Over the centuries the natural horse has been genetically altered for man’s purposes, to lengthen the flight distance (Arabian, Thoroughbred), or shorten it (Quarter Horse, Drafts, Warmbloods).

There is one other element that can affect the nature of your horse, and that’s his spirit level. Spirit is innate, it’s what a horse is born with. Some horses are high spirited, others medium spirited or low spirited. Spirit could be likened to a fuse: short fuse=high spirit, long fuse=low spirit.

Counter Balance

Straight lines ‘lengthen’. Circles ‘shorten’. Therefore, if you have a short horse, use lots of straight, long lines to go somewhere to help him lengthen out. If you have a long horse, use lots of circles to help him get shorter. This is something to imprint into your brain, so when you’re feeling a little right brained in a situation with a difficult horse, you’ll know the proper thing to do!
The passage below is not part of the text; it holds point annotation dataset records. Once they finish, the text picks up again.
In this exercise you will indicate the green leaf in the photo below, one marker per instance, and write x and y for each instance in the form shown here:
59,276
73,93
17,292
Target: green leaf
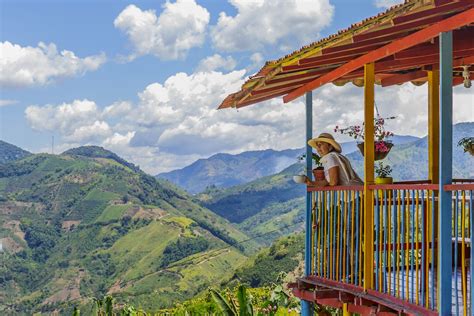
222,303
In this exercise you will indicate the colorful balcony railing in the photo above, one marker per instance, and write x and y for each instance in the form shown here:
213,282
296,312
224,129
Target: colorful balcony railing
463,251
404,245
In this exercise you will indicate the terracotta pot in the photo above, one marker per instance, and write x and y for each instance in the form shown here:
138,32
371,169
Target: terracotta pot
471,149
387,180
318,174
377,154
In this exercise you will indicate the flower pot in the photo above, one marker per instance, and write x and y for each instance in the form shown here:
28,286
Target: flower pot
387,180
471,149
318,174
299,178
378,155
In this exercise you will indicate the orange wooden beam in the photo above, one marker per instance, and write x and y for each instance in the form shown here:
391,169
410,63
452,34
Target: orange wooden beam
397,79
396,46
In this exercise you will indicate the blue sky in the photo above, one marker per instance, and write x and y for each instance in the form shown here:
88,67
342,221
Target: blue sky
143,78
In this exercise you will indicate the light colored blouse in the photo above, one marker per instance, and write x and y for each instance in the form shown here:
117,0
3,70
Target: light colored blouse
347,175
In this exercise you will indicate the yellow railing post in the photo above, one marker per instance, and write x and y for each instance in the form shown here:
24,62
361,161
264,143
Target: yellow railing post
369,79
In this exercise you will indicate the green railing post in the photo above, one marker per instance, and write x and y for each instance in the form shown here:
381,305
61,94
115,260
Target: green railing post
445,171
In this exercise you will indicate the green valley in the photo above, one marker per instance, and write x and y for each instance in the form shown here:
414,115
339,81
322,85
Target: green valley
85,224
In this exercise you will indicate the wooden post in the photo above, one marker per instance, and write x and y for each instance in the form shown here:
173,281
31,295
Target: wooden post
306,307
445,172
369,79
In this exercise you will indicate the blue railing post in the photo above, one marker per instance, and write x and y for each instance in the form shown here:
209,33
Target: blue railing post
306,308
445,171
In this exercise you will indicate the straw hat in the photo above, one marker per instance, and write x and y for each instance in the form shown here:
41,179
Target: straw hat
327,138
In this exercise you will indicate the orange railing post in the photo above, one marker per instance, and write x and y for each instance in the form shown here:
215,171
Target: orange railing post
369,80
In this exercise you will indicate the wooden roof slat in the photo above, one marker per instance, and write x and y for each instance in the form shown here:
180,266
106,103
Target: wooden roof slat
344,53
368,42
396,46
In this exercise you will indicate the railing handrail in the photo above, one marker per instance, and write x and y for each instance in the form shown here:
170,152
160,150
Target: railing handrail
463,180
458,186
336,188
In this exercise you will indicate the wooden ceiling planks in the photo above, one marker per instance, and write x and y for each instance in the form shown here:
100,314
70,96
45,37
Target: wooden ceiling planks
310,64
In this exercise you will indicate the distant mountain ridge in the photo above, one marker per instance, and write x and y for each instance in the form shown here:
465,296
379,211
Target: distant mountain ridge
275,204
9,152
226,170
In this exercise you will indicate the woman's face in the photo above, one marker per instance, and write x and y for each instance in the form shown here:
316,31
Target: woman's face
323,148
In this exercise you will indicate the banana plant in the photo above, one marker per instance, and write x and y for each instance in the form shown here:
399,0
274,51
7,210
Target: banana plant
228,305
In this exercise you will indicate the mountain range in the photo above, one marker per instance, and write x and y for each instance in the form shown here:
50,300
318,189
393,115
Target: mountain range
274,205
226,170
86,223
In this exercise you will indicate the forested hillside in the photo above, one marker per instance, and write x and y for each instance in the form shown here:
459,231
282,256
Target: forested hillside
9,152
84,224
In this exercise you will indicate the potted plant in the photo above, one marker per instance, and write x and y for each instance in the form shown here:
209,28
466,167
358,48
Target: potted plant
382,144
383,174
318,171
467,143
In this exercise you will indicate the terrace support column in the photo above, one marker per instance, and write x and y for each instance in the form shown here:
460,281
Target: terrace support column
445,171
369,80
433,144
306,307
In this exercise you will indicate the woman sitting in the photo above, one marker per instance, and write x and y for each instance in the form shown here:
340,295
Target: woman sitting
337,168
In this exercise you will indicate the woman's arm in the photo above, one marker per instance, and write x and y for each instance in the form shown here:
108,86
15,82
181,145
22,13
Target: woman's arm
333,179
317,183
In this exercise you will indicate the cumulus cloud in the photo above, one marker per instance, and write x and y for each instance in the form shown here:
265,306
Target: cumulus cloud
117,109
285,23
175,122
180,27
216,62
31,66
387,3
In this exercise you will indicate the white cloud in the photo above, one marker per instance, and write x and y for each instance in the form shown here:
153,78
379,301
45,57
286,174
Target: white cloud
180,27
117,109
65,117
176,122
258,23
31,66
4,102
216,62
257,62
89,133
387,3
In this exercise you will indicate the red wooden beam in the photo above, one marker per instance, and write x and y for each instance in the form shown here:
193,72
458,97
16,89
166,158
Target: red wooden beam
369,42
451,7
346,52
403,27
433,49
411,40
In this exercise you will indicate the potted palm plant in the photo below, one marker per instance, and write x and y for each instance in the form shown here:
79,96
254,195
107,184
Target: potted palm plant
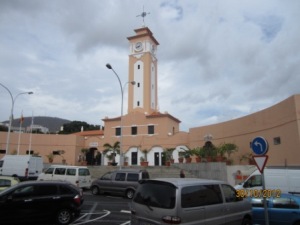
143,159
114,149
50,157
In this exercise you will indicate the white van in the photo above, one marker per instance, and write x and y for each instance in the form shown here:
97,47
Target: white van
77,175
283,179
25,167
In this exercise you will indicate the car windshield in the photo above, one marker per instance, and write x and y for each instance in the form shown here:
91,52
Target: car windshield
156,194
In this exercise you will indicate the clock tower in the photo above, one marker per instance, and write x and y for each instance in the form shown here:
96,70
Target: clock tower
142,96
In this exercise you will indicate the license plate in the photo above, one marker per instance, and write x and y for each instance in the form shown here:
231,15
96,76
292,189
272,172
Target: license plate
146,223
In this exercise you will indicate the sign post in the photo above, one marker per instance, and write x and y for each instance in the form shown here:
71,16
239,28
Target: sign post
260,147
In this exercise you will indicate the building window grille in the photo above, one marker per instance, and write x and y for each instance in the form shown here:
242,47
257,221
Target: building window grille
134,130
151,129
277,141
118,131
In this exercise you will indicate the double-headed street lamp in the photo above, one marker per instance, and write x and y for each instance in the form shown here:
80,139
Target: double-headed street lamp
121,125
13,99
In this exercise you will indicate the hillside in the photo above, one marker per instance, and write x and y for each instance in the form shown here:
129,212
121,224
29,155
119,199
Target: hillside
52,123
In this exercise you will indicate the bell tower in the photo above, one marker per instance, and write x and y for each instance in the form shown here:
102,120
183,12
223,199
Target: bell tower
143,70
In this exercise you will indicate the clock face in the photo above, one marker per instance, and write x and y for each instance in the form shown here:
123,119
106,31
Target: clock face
152,48
138,46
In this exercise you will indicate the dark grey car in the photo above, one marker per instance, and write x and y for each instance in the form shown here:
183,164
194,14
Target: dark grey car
119,182
35,202
188,201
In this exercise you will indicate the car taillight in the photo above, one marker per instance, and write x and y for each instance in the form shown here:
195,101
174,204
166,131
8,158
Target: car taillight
77,199
171,219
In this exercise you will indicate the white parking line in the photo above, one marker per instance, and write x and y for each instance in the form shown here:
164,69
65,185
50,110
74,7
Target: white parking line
126,211
106,213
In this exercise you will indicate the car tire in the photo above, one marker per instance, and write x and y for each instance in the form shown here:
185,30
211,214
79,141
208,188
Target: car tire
95,190
246,221
64,216
129,193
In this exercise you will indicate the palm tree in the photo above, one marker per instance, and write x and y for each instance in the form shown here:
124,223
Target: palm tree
115,148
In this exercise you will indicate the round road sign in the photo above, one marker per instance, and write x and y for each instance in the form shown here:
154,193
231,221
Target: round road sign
259,146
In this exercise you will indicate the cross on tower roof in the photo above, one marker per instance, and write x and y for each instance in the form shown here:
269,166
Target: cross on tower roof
143,14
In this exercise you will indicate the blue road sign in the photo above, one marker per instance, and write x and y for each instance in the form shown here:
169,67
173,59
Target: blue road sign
259,146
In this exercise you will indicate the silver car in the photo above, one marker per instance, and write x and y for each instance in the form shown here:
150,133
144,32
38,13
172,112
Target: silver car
189,202
119,182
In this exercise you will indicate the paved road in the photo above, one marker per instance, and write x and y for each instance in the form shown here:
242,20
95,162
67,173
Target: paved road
104,210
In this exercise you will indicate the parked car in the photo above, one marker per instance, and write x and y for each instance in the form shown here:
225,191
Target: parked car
188,201
123,182
6,182
77,175
282,210
38,201
25,167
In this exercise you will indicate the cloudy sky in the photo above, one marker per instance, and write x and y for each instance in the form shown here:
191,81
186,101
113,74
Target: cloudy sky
217,60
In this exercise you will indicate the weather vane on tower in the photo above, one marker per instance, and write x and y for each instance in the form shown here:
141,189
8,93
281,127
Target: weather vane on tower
143,14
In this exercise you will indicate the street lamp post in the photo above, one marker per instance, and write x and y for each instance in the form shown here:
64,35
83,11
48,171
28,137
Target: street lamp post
13,99
121,123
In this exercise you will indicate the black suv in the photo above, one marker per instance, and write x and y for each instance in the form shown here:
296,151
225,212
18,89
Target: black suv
38,201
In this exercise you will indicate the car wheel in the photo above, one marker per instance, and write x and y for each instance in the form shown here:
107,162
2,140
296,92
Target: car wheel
246,221
95,190
64,216
129,193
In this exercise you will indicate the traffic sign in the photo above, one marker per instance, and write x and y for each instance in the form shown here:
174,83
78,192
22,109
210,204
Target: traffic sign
260,162
259,146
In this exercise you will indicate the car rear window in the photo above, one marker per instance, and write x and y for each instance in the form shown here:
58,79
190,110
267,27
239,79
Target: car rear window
71,172
65,189
120,176
44,190
156,194
60,171
145,175
5,183
83,172
285,203
132,177
200,195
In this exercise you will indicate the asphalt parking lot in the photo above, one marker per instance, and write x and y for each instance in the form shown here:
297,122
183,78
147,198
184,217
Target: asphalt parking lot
104,209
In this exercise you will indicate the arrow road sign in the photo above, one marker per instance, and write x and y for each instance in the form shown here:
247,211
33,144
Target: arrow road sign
259,146
260,162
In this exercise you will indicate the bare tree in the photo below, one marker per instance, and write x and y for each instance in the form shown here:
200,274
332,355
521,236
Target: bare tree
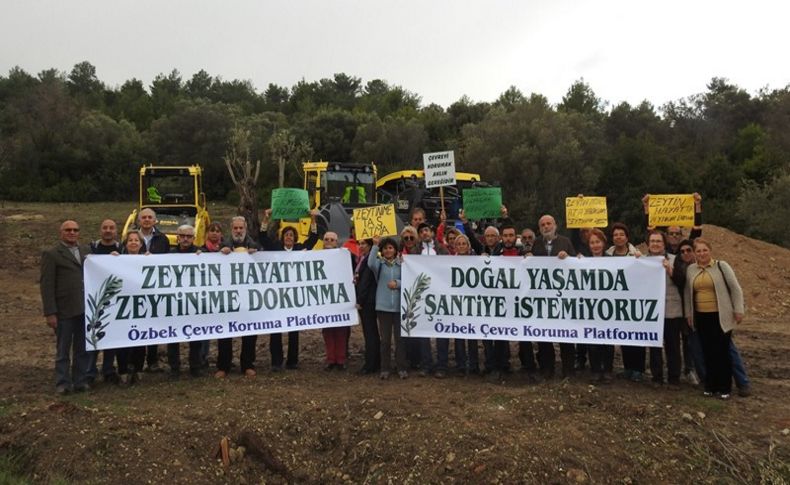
286,150
243,174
Where most people get into trouble is by doing the exact wrong thing at the right time. For instance, a horse that is always prancing and raring to go should not be taken on long trail rides at a brisk pace, nor galloped until he is ‘tired’. It doesn’t work. The horse usually gets more revved up, you become more tired and frustrated, and he’s even worse the next time!

The opposite is true for the short horse. Being confined to arenas and corrals and just going around and around in mindless patterns and circles does nothing to motivate him into more action or expression!

A long horse, therefore, needs circles. The infinity of the circles takes away the motivation for running and the consistency helps him to move forward long enough in one mode that it becomes safe for him to begin thinking again. A short horse needs straight lines. It gives him a place to go, and sometimes you can add an incentive at the end of it, like a bucket of grain.

Get to know the Impulsion Programs (Clover Leaf, Bullseye, Point to Point, Corners Game, Trotting Game, Sideways Game and Backwards, Canter Trot Transitions) and which ones to use to solve the particular situation you have with your horse.